I frantically pressed the nurse call button. No response.

I ran into the hall screaming. No one was at the nurse’s station. I ran and screamed, “Help, Help! Help my mother!” I opened the door to the nurse’s lounge where I found a few nurses. I ran back to her room with them. Then on the overhead speaker, I heard, “Code Blue and her room number”.

At that point, I was escorted out of her room as they worked on her.

They resuscitated her but she spent several months in the ICU on a respirator. She had been without oxygen for too long and was semi-comatose.

In order to get her moved to a nursing home nearby so that my elderly father and I could visit her, she had to be weaned from the respirator that kept her alive.
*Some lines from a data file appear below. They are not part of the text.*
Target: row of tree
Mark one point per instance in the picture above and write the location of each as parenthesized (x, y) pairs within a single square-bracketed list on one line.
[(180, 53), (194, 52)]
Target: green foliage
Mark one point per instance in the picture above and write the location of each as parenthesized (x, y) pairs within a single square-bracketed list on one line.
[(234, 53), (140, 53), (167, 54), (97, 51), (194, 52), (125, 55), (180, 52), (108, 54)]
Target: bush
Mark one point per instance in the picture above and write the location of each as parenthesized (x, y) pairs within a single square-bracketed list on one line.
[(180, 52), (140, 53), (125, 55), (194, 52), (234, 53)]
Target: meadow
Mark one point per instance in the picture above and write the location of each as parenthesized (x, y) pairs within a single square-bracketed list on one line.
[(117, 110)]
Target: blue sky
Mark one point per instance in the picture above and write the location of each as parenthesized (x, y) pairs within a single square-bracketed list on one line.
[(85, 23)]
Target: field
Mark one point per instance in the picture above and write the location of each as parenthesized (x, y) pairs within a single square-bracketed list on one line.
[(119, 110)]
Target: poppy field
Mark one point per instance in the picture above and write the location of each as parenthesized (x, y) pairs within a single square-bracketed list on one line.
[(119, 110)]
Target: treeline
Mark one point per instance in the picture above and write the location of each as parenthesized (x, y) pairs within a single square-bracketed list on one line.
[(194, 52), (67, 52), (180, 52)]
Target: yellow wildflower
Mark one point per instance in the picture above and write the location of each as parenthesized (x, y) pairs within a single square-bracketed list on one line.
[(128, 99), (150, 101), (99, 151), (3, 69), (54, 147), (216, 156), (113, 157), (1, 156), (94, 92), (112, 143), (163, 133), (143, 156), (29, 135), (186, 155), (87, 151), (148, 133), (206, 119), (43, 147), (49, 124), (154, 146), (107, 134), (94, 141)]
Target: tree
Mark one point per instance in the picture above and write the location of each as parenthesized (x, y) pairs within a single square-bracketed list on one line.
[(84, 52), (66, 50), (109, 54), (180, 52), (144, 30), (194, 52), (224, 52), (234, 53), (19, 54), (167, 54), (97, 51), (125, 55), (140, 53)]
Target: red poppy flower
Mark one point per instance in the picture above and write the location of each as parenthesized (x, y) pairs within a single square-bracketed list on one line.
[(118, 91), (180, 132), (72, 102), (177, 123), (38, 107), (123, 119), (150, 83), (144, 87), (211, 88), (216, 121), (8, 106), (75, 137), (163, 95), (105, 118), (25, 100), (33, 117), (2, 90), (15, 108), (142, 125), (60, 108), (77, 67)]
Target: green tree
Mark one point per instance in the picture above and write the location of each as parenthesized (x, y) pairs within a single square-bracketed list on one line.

Her doctor tried unsuccessfully multiple times. I did not trust that he was not being haphazard with the speed at which he wanted to wean her. We didn’t have the greatest relationship. His bedside manner was atrocious and he lacked empathy and compassion.

It was a Saturday night in late January 1988; I went to church and begged St. Jude to help. The next day at 10 a.m. I went to see my mother. A man was working the controls of her respirator. “Who are you?” I asked. He introduced himself, he was the head of the respiratory department. Unbeknownst to me, he’d taken over her case.  I said, “You’re going to be successful in weaning her off the machine.” He was not confident or egotistical. He simply said, “I’ll do my best.” I told him again, “You will succeed.” I knew he was the miracle sent by St. Jude. Within two days he succeeded when so many other attempts failed. I give St. Jude credit for guiding that doctor.

We live in a free-will zone and must ask for assistance. Call upon your Angels, Guides, and Guardians, the Saints, your ancestors, every day. Form a close relationship with them all. They will absolutely help if you ask.